Entonces preparas la maleta y te diriges a un sitio que no habías visitado en quince años, dispuesto a propiciar encuentros y reencuentros, a sumergirte en rostros y voces y abrazos verdaderos.
El invierno en Siberia invita a recogerse en la tibieza, a ver el mundo a través de cristales que separan del frío y la blancura, del anochecer temprano, del paisaje desierto de donde las criaturas también han desertado. La noche es larga y callada y solitaria, podría invitar a pensar que has llegado donde estás porque erraste el camino, pero basta un gesto leve y distraído para que el mundo parezca estar más cerca, para que voces e imágenes amadas se asomen y resuenen en ese espacio donde solo sonaba el refrigerador de vez en cuando, algunos pasos remotos en un piso de madera, un ladrido distante, un silencio elocuente y constante que ya dura tres lustros y no parece dar indicios de querer acabarse.
Basta hundir un botón para encender una pantalla y que aparezcan las fotos, los videos, los status, los viajes, las fiestas, las opiniones, las filosofías de vida, los poemas apócrifos, los resúmenes de fin de año donde la tristeza no cabe. Si el afán de contacto es mayor, basta tocar en la pantalla el dibujo de un botón para escuchar voces que te hablan al oído, que habitan el lugar y te acompañan en este exilio elegido, porque el lugar donde naciste enloqueció, porque buscabas silencio y tranquilidad para escribir, y tu plegaria fue atendida con lujo de detalles.
Pero hay hambres que los cristales no sacian. El hambre de los ojos que quieren ver un rostro al frente tuyo, real y verdadero, fluyendo en el aire y en el tiempo, mirando y respirando, reflejando pensamientos con su danza de músculos, aferrándose con avidez a esos instantes, a esa vida siempre breve y fugaz que le ha sido regalada. El hambre de la piel que quiere el toque de unas manos, el roce de mejillas, la gozosa y eterna ingravidez de los abrazos: ese sentir que rodeamos, que somos y estamos en el mismo lugar con otra alma inabarcable.

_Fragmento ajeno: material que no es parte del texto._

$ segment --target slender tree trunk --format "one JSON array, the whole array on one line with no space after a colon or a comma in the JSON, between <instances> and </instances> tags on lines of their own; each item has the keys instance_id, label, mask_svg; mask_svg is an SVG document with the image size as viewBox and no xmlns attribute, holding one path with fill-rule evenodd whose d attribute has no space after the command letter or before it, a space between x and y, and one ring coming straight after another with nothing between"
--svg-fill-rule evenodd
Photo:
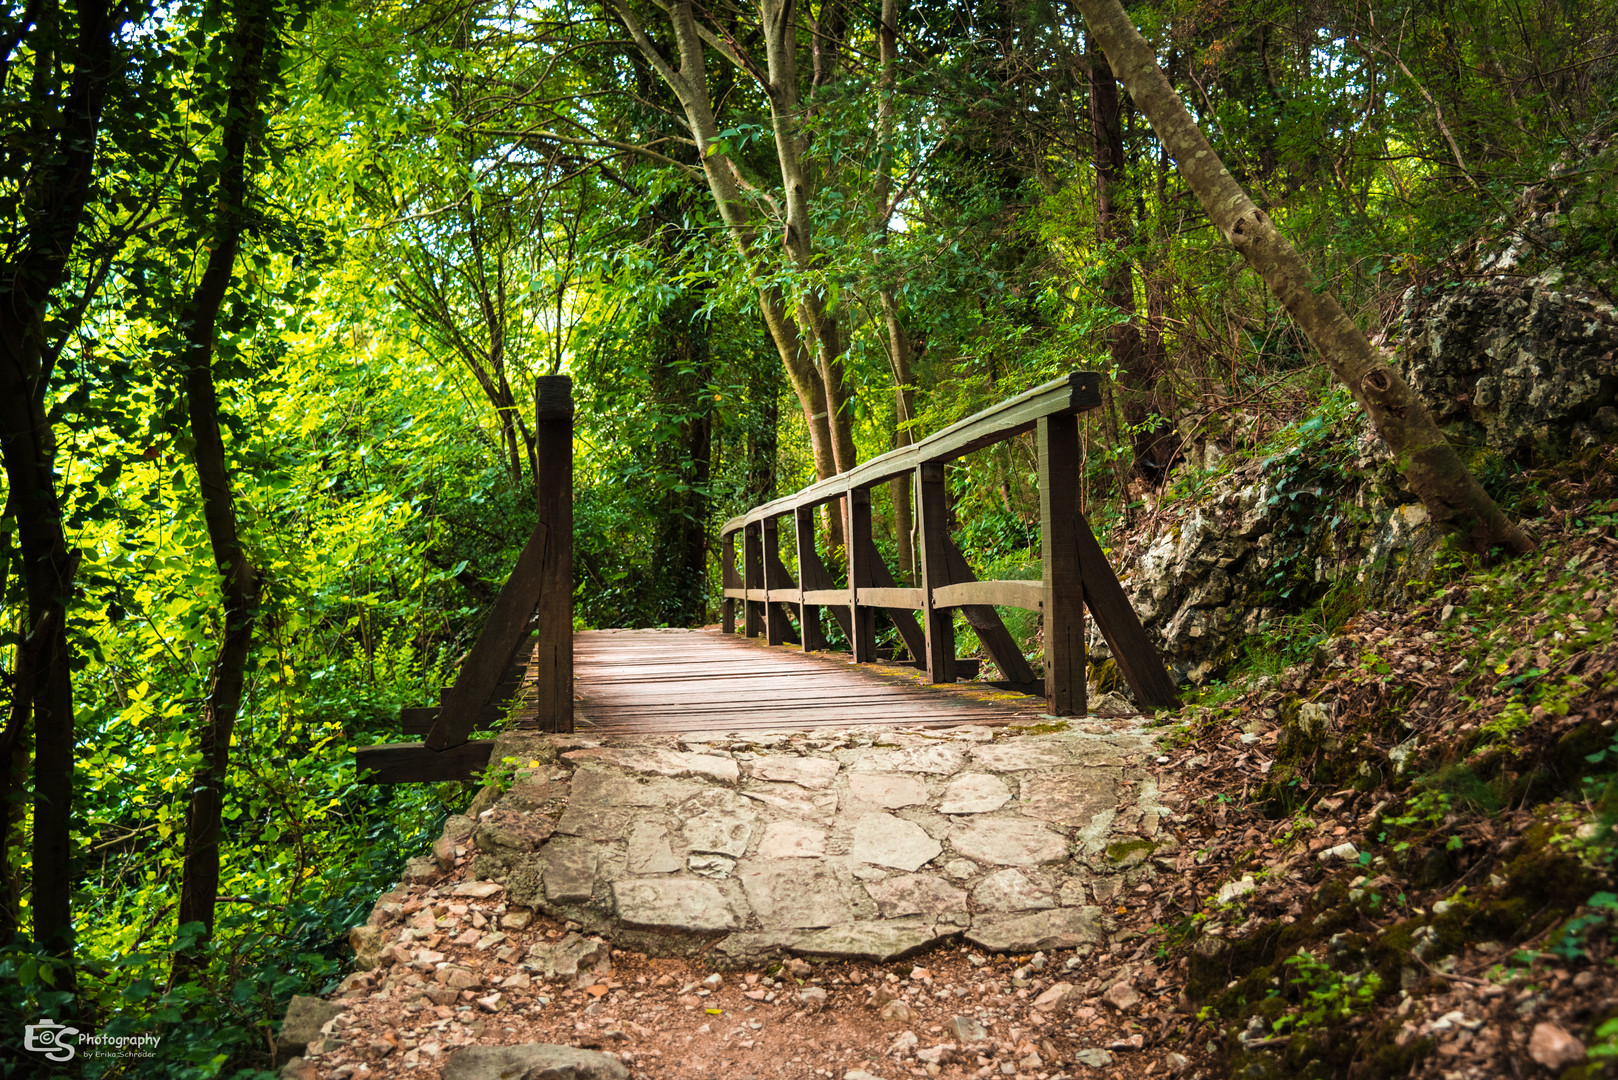
<instances>
[{"instance_id":1,"label":"slender tree trunk","mask_svg":"<svg viewBox=\"0 0 1618 1080\"><path fill-rule=\"evenodd\" d=\"M877 28L876 99L876 182L872 201L876 204L876 247L887 247L889 203L893 199L893 138L896 68L899 61L898 0L882 0L882 25ZM877 290L882 303L882 320L888 331L888 363L893 369L893 445L910 446L916 441L911 421L916 418L916 389L910 371L910 335L899 318L899 301L893 289L884 284ZM889 482L893 499L893 539L899 549L899 579L905 584L916 580L916 506L910 491L910 477L896 476Z\"/></svg>"},{"instance_id":2,"label":"slender tree trunk","mask_svg":"<svg viewBox=\"0 0 1618 1080\"><path fill-rule=\"evenodd\" d=\"M709 370L707 319L697 296L663 312L655 335L651 399L674 438L660 439L659 471L677 483L664 487L652 540L652 586L657 616L670 626L696 626L708 603L708 461L713 410L703 393Z\"/></svg>"},{"instance_id":3,"label":"slender tree trunk","mask_svg":"<svg viewBox=\"0 0 1618 1080\"><path fill-rule=\"evenodd\" d=\"M1118 309L1119 322L1109 331L1112 358L1121 374L1119 404L1129 425L1130 447L1137 475L1154 487L1168 475L1178 449L1173 415L1173 391L1163 384L1163 372L1153 365L1153 354L1141 332L1135 307L1135 273L1121 250L1133 239L1128 210L1128 182L1124 159L1123 103L1118 82L1107 58L1092 51L1087 57L1090 75L1090 136L1096 173L1096 239L1111 247L1111 267L1104 293ZM1152 415L1161 417L1150 424Z\"/></svg>"},{"instance_id":4,"label":"slender tree trunk","mask_svg":"<svg viewBox=\"0 0 1618 1080\"><path fill-rule=\"evenodd\" d=\"M674 92L681 111L685 113L686 123L691 129L692 138L696 141L701 155L703 178L707 181L720 219L724 221L726 231L743 265L758 287L759 309L764 315L764 324L769 329L770 339L774 342L781 364L786 369L787 380L803 409L804 423L809 430L810 448L814 454L815 475L824 479L835 475L841 469L852 467L854 463L853 434L850 426L852 418L845 408L847 395L843 389L841 368L816 363L817 352L824 360L827 348L840 345L835 320L830 323L823 321L823 305L806 306L789 303L787 297L782 294L780 286L769 280L764 268L758 264L753 248L759 236L759 223L742 195L740 173L735 163L728 154L721 152L717 145L720 142L719 124L714 117L713 102L708 93L707 58L704 48L706 31L698 26L691 0L670 0L668 4L661 5L668 16L669 28L674 36L675 56L672 63L664 59L662 51L648 36L645 27L623 0L607 0L607 3L629 32L646 62ZM790 4L785 5L784 12L780 7L761 8L765 21L765 36L767 41L772 42L769 45L772 50L778 49L781 42L792 37L790 13ZM783 15L788 16L784 23L779 18ZM770 38L772 33L776 35L773 40ZM728 47L725 51L738 65L740 64L735 53L730 52ZM786 64L791 67L790 56L786 58ZM799 238L807 240L809 236L806 229L807 203L804 202L807 184L802 171L792 164L797 160L795 155L800 153L801 135L797 125L801 117L795 108L783 104L788 95L793 102L796 101L795 81L788 80L790 84L788 85L773 76L766 76L762 71L756 69L750 71L755 77L770 84L767 92L771 99L771 115L776 123L777 154L787 155L782 162L783 179L786 179L789 172L794 177L787 182L788 224L783 240L790 252L799 242ZM780 143L783 132L788 138L786 144ZM794 235L794 230L797 230L797 236ZM835 358L840 360L840 356L838 353Z\"/></svg>"},{"instance_id":5,"label":"slender tree trunk","mask_svg":"<svg viewBox=\"0 0 1618 1080\"><path fill-rule=\"evenodd\" d=\"M1258 271L1365 409L1433 520L1454 532L1469 551L1532 550L1533 542L1483 490L1403 376L1371 345L1337 299L1318 288L1292 244L1231 178L1118 0L1073 2L1209 218Z\"/></svg>"},{"instance_id":6,"label":"slender tree trunk","mask_svg":"<svg viewBox=\"0 0 1618 1080\"><path fill-rule=\"evenodd\" d=\"M219 571L225 633L214 656L197 740L202 767L192 777L191 802L186 810L179 921L182 925L199 922L209 936L213 933L215 897L219 892L220 819L230 740L241 709L258 617L258 574L248 561L237 527L230 467L219 427L213 353L219 311L230 287L246 224L247 158L260 119L265 51L274 33L269 25L270 4L271 0L244 0L236 11L237 56L222 118L224 136L212 244L207 267L183 316L186 346L181 363L194 442L192 460L214 566ZM176 957L176 968L189 962L193 961Z\"/></svg>"},{"instance_id":7,"label":"slender tree trunk","mask_svg":"<svg viewBox=\"0 0 1618 1080\"><path fill-rule=\"evenodd\" d=\"M67 545L56 494L56 444L45 411L52 371L44 363L44 315L62 284L88 203L113 41L121 22L110 5L87 0L73 10L43 5L34 31L32 123L13 131L14 151L36 167L11 258L0 266L0 455L17 523L32 688L17 717L19 741L34 735L32 908L34 939L69 961L57 988L76 977L72 930L73 677L67 603L77 557ZM11 57L6 57L10 62ZM61 93L62 82L67 92ZM30 725L31 722L31 725Z\"/></svg>"}]
</instances>

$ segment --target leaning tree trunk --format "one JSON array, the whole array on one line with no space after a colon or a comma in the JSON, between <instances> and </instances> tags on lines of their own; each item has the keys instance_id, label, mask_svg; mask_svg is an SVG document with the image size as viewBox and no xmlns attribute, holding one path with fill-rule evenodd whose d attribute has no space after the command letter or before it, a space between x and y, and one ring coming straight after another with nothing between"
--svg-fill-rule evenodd
<instances>
[{"instance_id":1,"label":"leaning tree trunk","mask_svg":"<svg viewBox=\"0 0 1618 1080\"><path fill-rule=\"evenodd\" d=\"M1258 271L1365 409L1433 520L1454 532L1469 551L1532 550L1533 542L1483 490L1410 384L1371 345L1336 298L1318 291L1314 275L1292 244L1231 177L1118 0L1073 3L1084 13L1112 70L1174 156L1209 218Z\"/></svg>"}]
</instances>

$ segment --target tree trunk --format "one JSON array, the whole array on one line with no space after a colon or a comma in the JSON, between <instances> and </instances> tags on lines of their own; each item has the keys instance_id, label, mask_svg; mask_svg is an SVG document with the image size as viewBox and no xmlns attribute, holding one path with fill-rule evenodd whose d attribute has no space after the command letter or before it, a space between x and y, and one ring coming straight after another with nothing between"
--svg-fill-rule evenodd
<instances>
[{"instance_id":1,"label":"tree trunk","mask_svg":"<svg viewBox=\"0 0 1618 1080\"><path fill-rule=\"evenodd\" d=\"M652 540L652 587L659 622L699 626L708 604L708 462L713 410L708 381L707 319L696 296L670 304L658 320L651 399L659 422L677 431L659 439L660 473L675 478L659 500Z\"/></svg>"},{"instance_id":2,"label":"tree trunk","mask_svg":"<svg viewBox=\"0 0 1618 1080\"><path fill-rule=\"evenodd\" d=\"M37 171L11 203L11 258L0 266L0 455L17 523L27 632L37 649L31 693L21 702L26 715L14 718L19 741L30 721L34 734L34 940L71 962L74 727L67 603L78 560L68 549L56 494L56 443L45 412L51 370L44 363L44 315L66 276L84 220L113 41L122 22L96 0L74 9L71 28L64 25L66 9L47 4L38 14L29 56L37 112L32 124L13 130L20 144L14 152ZM57 988L75 985L70 963L58 974Z\"/></svg>"},{"instance_id":3,"label":"tree trunk","mask_svg":"<svg viewBox=\"0 0 1618 1080\"><path fill-rule=\"evenodd\" d=\"M241 247L247 201L247 157L261 110L260 82L268 39L268 0L244 0L236 12L235 70L222 118L224 136L216 218L208 265L186 303L182 326L185 353L186 410L194 442L192 460L202 493L202 515L208 527L214 566L219 571L225 633L214 656L208 699L203 709L198 751L202 768L192 777L186 810L185 855L181 869L179 922L198 922L213 934L214 899L219 892L220 818L224 809L225 774L230 739L241 709L253 626L258 616L258 574L248 561L236 522L230 467L219 428L219 398L213 376L216 323L230 287L231 271ZM195 961L176 956L179 969Z\"/></svg>"},{"instance_id":4,"label":"tree trunk","mask_svg":"<svg viewBox=\"0 0 1618 1080\"><path fill-rule=\"evenodd\" d=\"M1178 450L1174 437L1173 391L1163 384L1163 373L1152 363L1135 307L1135 273L1123 248L1133 239L1128 210L1124 166L1124 124L1118 82L1107 58L1092 51L1087 57L1090 75L1090 136L1096 172L1096 240L1110 250L1111 262L1103 287L1107 303L1118 309L1119 321L1109 331L1112 358L1124 391L1118 395L1124 422L1129 425L1130 448L1136 475L1154 487L1168 475ZM1156 414L1155 424L1149 418ZM1127 501L1127 500L1126 500Z\"/></svg>"},{"instance_id":5,"label":"tree trunk","mask_svg":"<svg viewBox=\"0 0 1618 1080\"><path fill-rule=\"evenodd\" d=\"M646 62L674 92L681 111L685 113L686 123L691 129L691 136L701 155L703 178L707 181L708 190L713 196L720 219L725 223L737 254L747 268L748 275L758 287L759 309L764 315L765 326L768 327L770 339L780 355L781 364L786 369L787 380L803 408L804 423L809 429L809 443L814 454L815 475L825 479L841 469L852 467L854 462L850 427L852 418L848 416L848 411L844 407L846 392L843 389L841 369L837 366L816 363L817 349L824 358L826 348L840 344L835 321L829 326L816 325L821 321L823 306L789 305L780 286L768 279L765 268L761 267L755 258L753 248L758 240L759 227L747 200L742 195L739 174L734 171L733 162L728 154L720 152L717 145L720 142L719 125L714 117L713 102L708 94L704 32L698 27L691 0L672 0L666 5L661 5L668 16L669 26L674 35L676 55L673 64L663 58L662 52L647 35L640 20L626 3L622 0L607 0L607 2L612 12L623 23L625 30L629 32ZM776 10L779 12L781 9ZM790 10L791 5L785 5L785 13L790 14ZM772 23L768 10L763 11L763 14L766 38L769 38L772 30L779 37L783 33L782 27ZM790 23L790 19L787 22ZM786 39L790 38L788 27ZM770 47L774 49L776 46ZM734 53L730 55L735 58ZM789 68L793 66L790 57L787 58L787 66ZM781 94L788 91L781 90L780 84L774 78L765 77L763 72L755 69L750 69L750 72L771 84L768 92L771 97L772 118L776 123L778 155L781 153L796 155L799 152L797 134L799 117L796 113L783 111L780 98ZM790 93L795 101L795 84ZM783 131L789 135L789 142L784 149L779 145L780 133ZM783 161L783 178L788 171L788 165ZM796 171L794 175L796 181L789 182L787 187L788 225L784 243L789 251L795 242L794 228L800 229L803 237L808 237L807 230L803 228L807 223L807 211L804 208L806 204L803 203L806 194L805 184L801 171ZM793 210L794 201L798 204L797 216ZM794 308L796 319L793 317ZM840 354L837 359L840 360Z\"/></svg>"},{"instance_id":6,"label":"tree trunk","mask_svg":"<svg viewBox=\"0 0 1618 1080\"><path fill-rule=\"evenodd\" d=\"M872 201L876 204L876 244L880 251L888 243L888 224L891 218L888 204L893 199L893 93L896 83L895 69L899 61L899 4L898 0L882 0L882 25L877 28L876 99L876 182L872 185ZM910 335L905 332L899 318L899 302L893 289L884 285L877 290L882 303L882 319L888 331L888 364L893 369L893 445L895 449L916 441L910 424L916 418L916 390L910 372ZM916 506L910 491L910 477L896 476L889 481L893 500L893 539L899 551L899 581L909 585L916 579Z\"/></svg>"},{"instance_id":7,"label":"tree trunk","mask_svg":"<svg viewBox=\"0 0 1618 1080\"><path fill-rule=\"evenodd\" d=\"M1231 178L1157 66L1157 57L1118 0L1073 0L1112 70L1174 156L1214 225L1280 299L1332 372L1366 411L1399 471L1434 521L1472 552L1515 552L1533 543L1467 469L1410 385L1372 347L1269 215Z\"/></svg>"}]
</instances>

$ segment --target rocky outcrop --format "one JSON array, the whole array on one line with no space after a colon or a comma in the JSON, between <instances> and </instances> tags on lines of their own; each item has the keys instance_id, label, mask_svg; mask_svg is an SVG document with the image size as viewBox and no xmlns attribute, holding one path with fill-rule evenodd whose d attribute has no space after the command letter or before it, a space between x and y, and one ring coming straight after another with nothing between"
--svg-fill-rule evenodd
<instances>
[{"instance_id":1,"label":"rocky outcrop","mask_svg":"<svg viewBox=\"0 0 1618 1080\"><path fill-rule=\"evenodd\" d=\"M1405 377L1452 437L1528 462L1618 433L1618 308L1594 291L1557 273L1411 289L1404 325Z\"/></svg>"},{"instance_id":2,"label":"rocky outcrop","mask_svg":"<svg viewBox=\"0 0 1618 1080\"><path fill-rule=\"evenodd\" d=\"M1442 539L1419 503L1399 490L1363 433L1363 451L1330 479L1299 490L1297 468L1233 472L1119 565L1124 588L1171 672L1202 685L1241 658L1244 643L1328 590L1368 607L1407 599ZM1108 679L1106 643L1092 655L1097 689Z\"/></svg>"}]
</instances>

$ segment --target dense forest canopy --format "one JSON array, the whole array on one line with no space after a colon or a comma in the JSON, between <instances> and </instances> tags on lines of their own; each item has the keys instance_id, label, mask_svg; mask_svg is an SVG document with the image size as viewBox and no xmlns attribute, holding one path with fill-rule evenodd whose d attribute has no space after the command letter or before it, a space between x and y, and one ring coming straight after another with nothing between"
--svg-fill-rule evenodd
<instances>
[{"instance_id":1,"label":"dense forest canopy","mask_svg":"<svg viewBox=\"0 0 1618 1080\"><path fill-rule=\"evenodd\" d=\"M1618 287L1613 4L1129 16L1379 343L1553 171L1580 239L1524 257ZM537 376L586 627L701 624L725 518L1069 370L1111 376L1098 528L1349 411L1072 5L11 0L0 64L0 964L22 1014L168 1025L162 1075L261 1064L460 799L350 751L527 535ZM1033 471L951 470L993 576Z\"/></svg>"}]
</instances>

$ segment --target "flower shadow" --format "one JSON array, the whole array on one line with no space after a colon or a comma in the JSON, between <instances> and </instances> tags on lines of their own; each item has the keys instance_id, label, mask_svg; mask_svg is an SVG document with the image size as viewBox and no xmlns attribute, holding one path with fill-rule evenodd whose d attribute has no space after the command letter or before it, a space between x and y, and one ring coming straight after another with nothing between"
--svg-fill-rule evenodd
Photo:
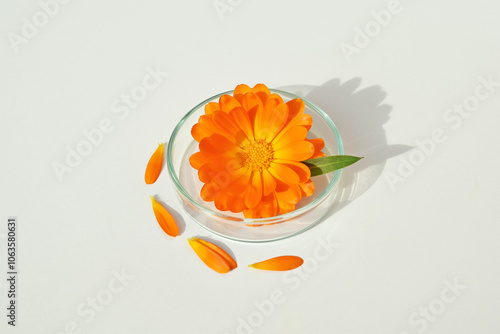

Entonces te llenas de motivos y preparas la maleta y te diriges a un sitio que no habías visitado en quince años, dispuesto a devorar la realidad, a propiciar encuentros y reencuentros, a sumergirte en rostros y voces y abrazos verdaderos, a tocar y ser tocado por las vidas de los otros.
Y así llegas a la ciudad que recorrieron hace mucho otras versiones tuyas: el niño de catorce, el joven de diecinueve al que la vida le tenía reservado un duro golpe y el hombre de cuarenta, maltrecho y dispuesto a seguir adelante. Ves nacer ante ti nuevas historias, nuevos vínculos y rostros que quizá recorrerán al lado tuyo lo que queda de camino. Ves surgir de las ruinas del tiempo recuerdos e historias, relaciones que dejaste abandonadas desde hace decenios. Conoces por fin los detalles de una muerte que todavía duele y que apenas ahora parece verdadera. Aprendes, tal vez demasiado tarde, las palabras que una tía reservaba para momentos difíciles. Terminas ese viaje convertido en melcocha de emociones y, al final, vuelves al frío, a la noche temprana, al silencio que ya te estaba extrañando, y miras por la ventana y repites, como si fuera una plegaria, las palabras de Aura Arango: “Tristecitos, tristecitos, hay que seguir adelante”.